Monday, December 20, 2010


Oil on canvas, 12x12, $350

This summer, while Heather and I were in Canada, we came upon something called an auberge festive.

"Auberge," I knew, meant "inn." And "festive," well, that's pretty self-explanatory. A festive inn? It sounded great.

We drove down a steep driveway and found what looked for all the world like a hippie encampment, right on the edge of the St. Lawrence Seaway. There was a yurt. There was a tiki bar. There was a hot tub. There were treehouse-like cabins built practically into the hillside. There were tied-dyed, tattooed, dredlocked kids by the dozen. And there was music.

Turns out this was a hostel, and it was celebrating its anniversary that very night with a "Woodstock night." All the cabins and beds were filled, but there were places to pitch a tent on the beach, and we were welcome to stay there for a minimal fee, use the communal facilities, join in the celebration.

Honestly, at first, I just thought: No, oh, no.

I didn't feel like staying in a tent, I didn't feel like staying with hippies, I didn't feel like staying with a bunch of 20-year-olds. In fact, the only thing I did feel like was an old, crabby woman who had no sense of adventure. And then I felt terrible about feeling that way.

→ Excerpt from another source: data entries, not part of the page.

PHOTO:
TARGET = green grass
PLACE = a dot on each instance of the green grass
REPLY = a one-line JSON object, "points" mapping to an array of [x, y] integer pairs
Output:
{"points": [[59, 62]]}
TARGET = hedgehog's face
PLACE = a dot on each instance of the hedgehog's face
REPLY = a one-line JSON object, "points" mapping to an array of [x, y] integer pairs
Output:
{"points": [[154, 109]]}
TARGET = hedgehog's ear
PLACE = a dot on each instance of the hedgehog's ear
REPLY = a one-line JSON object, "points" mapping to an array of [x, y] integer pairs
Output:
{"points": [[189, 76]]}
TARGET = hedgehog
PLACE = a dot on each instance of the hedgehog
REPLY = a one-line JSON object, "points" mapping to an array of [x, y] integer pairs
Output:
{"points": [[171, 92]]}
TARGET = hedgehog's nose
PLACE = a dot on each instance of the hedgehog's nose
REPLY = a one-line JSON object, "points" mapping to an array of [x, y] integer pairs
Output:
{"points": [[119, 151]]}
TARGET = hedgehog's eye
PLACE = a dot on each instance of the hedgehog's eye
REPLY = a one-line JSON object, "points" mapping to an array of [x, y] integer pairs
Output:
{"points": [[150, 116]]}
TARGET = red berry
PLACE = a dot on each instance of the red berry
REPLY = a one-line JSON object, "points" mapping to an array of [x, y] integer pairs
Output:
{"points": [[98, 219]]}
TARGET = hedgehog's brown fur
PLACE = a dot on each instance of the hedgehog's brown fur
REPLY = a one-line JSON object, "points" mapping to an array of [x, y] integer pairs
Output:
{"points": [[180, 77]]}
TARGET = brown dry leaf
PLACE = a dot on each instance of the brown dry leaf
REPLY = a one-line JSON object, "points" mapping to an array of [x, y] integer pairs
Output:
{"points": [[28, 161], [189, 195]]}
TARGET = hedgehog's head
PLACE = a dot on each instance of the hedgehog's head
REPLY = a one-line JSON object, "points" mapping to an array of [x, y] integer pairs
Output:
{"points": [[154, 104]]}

My knee-jerk reaction could not have been more wrong or more small-minded. The hippie kids drank a lot and smoked a lot of pot, but they were fun and pleasant and happy. The other visitors at the hostel were fascinating and friendly. We cooked a nice dinner, sat on the deck and watched the sun go down on the St. Lawrence, and managed to sleep through the celebration and the bonfire and what, the next morning, looked like it must have been a wild night.

We talked to a group of students traveling from western Canada to work on Habitat-like projects in lieu of working summer jobs. We talked to a woman who had moved from to the hostel from France. We talked to a woman who taught art somewhere, and was staying at the hostel with her boyfriend and another couple - and their dog, Pencil.

In the morning, we thought about spending another night, but in the end, we decided to keep moving, and keep the memory intact. And I decided that no matter how many risks I take, no matter how free I feel or act, I will always have to guard against having a closed mind.